Such were the settlers of the Watauga, the founders of the commonwealth that grew into the State of Tennessee, who early in 1772 decided that they must form some kind of government that would put down wrong-doing and work equity between man and man. Two of their number already towered head and shoulders above the rest in importance and merit especial mention; for they were destined for the next thirty years to play the chief parts in the history of that portion of the Southwest which largely through their own efforts became the State of Tennessee. These two men, neither of them yet thirty years of age, were John Sevier and James Robertson.[16]
Robertson first came to the Watauga early in 1770.[17] He had then been married for two years, and had been “learning his letters and to spell” from his well-educated wife; for he belonged to a backwoods family, even poorer than the average, and he had not so much as received the rudimentary education that could be acquired at an “old-field” school. But he was a man of remarkable natural powers, above the medium height,[18] with wiry, robust form, light-blue eyes, fair complexion, and dark hair; his somewhat sombre face had in it a look of self-contained strength that made it impressive; and his taciturn, quiet, masterful way of dealing with men and affairs, together with his singular mixture of cool caution and most adventurous daring, gave him an immediate hold even upon such lawless spirits as those of the border. He was a mighty hunter; but, unlike Boon, hunting and exploration were to him secondary affairs, and he came to examine the lands with the eye of a pioneer settler. He intended to have a home where he could bring up his family, and, if possible, he wished to find rich lands, with good springs, whereto he might lead those of his neighbors who, like himself, eagerly desired to rise in the world, and to provide for the well-being of their children.
To find such a country Robertson, then dwelling in North Carolina, decided to go across the mountains. He started off alone on his exploring expedition, rifle in hand, and a good horse under him. He crossed the ranges that continue northward the Great Smokies, and spent the summer in the beautiful hill country where the springs of the western waters flowed from the ground. He had never seen so lovely a land. The high valleys, through which the currents ran, were hemmed in by towering mountain walls, with cloud-capped peaks. The fertile loam forming the bottoms was densely covered with the growth of the primaeval forest, broken here and there by glade-like openings, where herds of game grazed on the tall, thick grass.

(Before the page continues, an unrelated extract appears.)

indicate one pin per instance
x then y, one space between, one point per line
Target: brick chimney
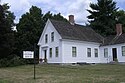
71 19
119 29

Robertson was well treated by the few settlers, and stayed long enough to raise a crop of corn, the stand-by of the backwoods pioneer; like every other hunter, explorer, Indian fighter, and wilderness wanderer, he lived on the game he shot, and the small quantity of maize he was able to carry with him.[19] In the late fall, however, when recrossing the mountain on his way home through the trackless forests, both game and corn failed him. He lost his way, was forced to abandon his horse among impassable precipices, and finally found his rifle useless owing to the powder having become soaked. For fourteen days he lived almost wholly on nuts and wild berries, and was on the point of death from starvation, when he met two hunters on horseback, who fed him and let him ride their horses by turns, and brought him safely to his home.
Such hardships were little more than matter-of-course incidents in a life like his; and he at once prepared to set out with his family for the new land. His accounts greatly excited his neighbors, and sixteen families made ready to accompany him. The little caravan started, under Robertson’s guidance, as soon as the ground had dried after the winter rains in the spring of 1771.[20] They travelled in the usual style of backwoods emigrants: the men on foot, rifle on shoulder, the elder children driving the lean cows, while the women, the young children, and the few household goods, and implements of husbandry, were carried on the backs of the pack-horses; for in settling the backwoods during the last century, the pack-horse played the same part that in the present century was taken by the canvas-covered emigrant wagon, the white-topped “prairie schooner.”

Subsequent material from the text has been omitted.